Saturday, April 25, 2009

Stress Test Constraint

From the New York Times:

Officials have said that at least a handful of the 19 banks undergoing the exam will need to raise sizable amounts of fresh capital, a move that will severely dilute existing shareholders. For the tests to be credible, regulators recognize that not all of the banks can pass the exam with flying colors.

So, this is not like a test with objective criteria. There will be 'several' losers. There has to be.

Hat tip to Matt Stichnoth

8 comments:

Anonymous said...

The Bank Exam is a proportionate test. It wants to identify the inadequate, & may punish the lower portion of the adequate, to drive up standards whilst ensuring the capital injections required are not too excessive to be financed & not all major banks are declared capital deficient.

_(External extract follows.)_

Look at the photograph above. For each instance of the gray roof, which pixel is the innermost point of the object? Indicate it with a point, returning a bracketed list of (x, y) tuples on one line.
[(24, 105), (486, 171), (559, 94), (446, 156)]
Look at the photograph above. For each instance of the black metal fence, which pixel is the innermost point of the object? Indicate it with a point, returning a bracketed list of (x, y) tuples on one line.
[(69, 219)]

Don't be deceived into thinking absolute standards are good & proportionate standards bad. After all, who sets the absolute pass or fail standard? Would you rather be driven by a driver who qualified to an absolute standard set in a dubious jurisdiction or be in the top 30% of all drivers you meet on the roads?

J said...

Proportionate tests have no real standards. A perfectly fit testee could be punished only because it is different in some parameters from the group's average. On the other hand, the whole group tested could be unfit and liable to fail. Applying a proportionate test to banks reveals that they dont know what they are testing nor why.

Anonymous said...

This the whole fallacy. A proportionate test has the same standard as an absolute test. In an absolute test all above x pass, in a proportionate test all above y pass. The only difference is that x is a fixed value under all conditions whilst y is a variable dependent on conditions.

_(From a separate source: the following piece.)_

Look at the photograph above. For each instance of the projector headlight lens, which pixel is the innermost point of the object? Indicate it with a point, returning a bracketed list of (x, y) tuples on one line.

Absolute standards are important when there is a choice - only drive if you are good enough - but there is no choice with banks. As the government rescues show, we MUST deal with them, so don't all pass, or all fail, identify the "best" & force the others to raise their standards.

J said...

In an absolute test, you have to have to have an idea of what you are doing and why. Since in this case you are unable to calculate x, you assume it is the group's average and force the "weaker" testees to reach it.

Isnt better to let "life" take its course instead of intervening on such a problematic logical foundation?

Anonymous said...

WSJ: "The regulators are asking "a million questions" and it's "very unclear what they're aiming at," one senior executive said earlier this month. "We can't discern a pattern."

"Some bank executives have said that even after meeting with Fed examiners on Friday, they still don't understand details of the government's methodology for conducting the tests."

J said...

The publication of the results of the stress tests has been postponed. I have a feeling that the testers and the testing methodology have failed.

Anonymous, I am expecting your refutation.

J said...

Miller, a former bank examiner, said his estimate assumes regulators will require banks to maintain tangible common equity, one of the most conservative measures of capital, equal to 4 percent of their risk-weighted assets over the next two years, to withstand losses in case the recession worsens.

Well, it appears that this was NOT a proportionate test. 4% is quite reasonable, I daresay.

Anonymous said...

J, I'm not sure what you are expecting me to refute. That the results are delayed? - that's a fact not an argument. That the test has failed? Who knows? But you are categoric that it was NOT a proportionate test. So are you saying it failed because it was absolute? You then say 4% capital is reasonable - proportionate to what? 4% is nothing more than the Basel standard for core Tier 1 capital - overall capital minimum of 8% of RWAs with no more than 50% in Tier 2. There's nothing absolute about 4%, it's the number some banks exceed, others can readily reach & some will have to struggle, & maybe fail to reach. That way we get a proportion of passes & fails. Nobody wants all banks to fail, which an absolute test might produce. If the delay is a result of "failure" it may be because the absolute pass mark was too high.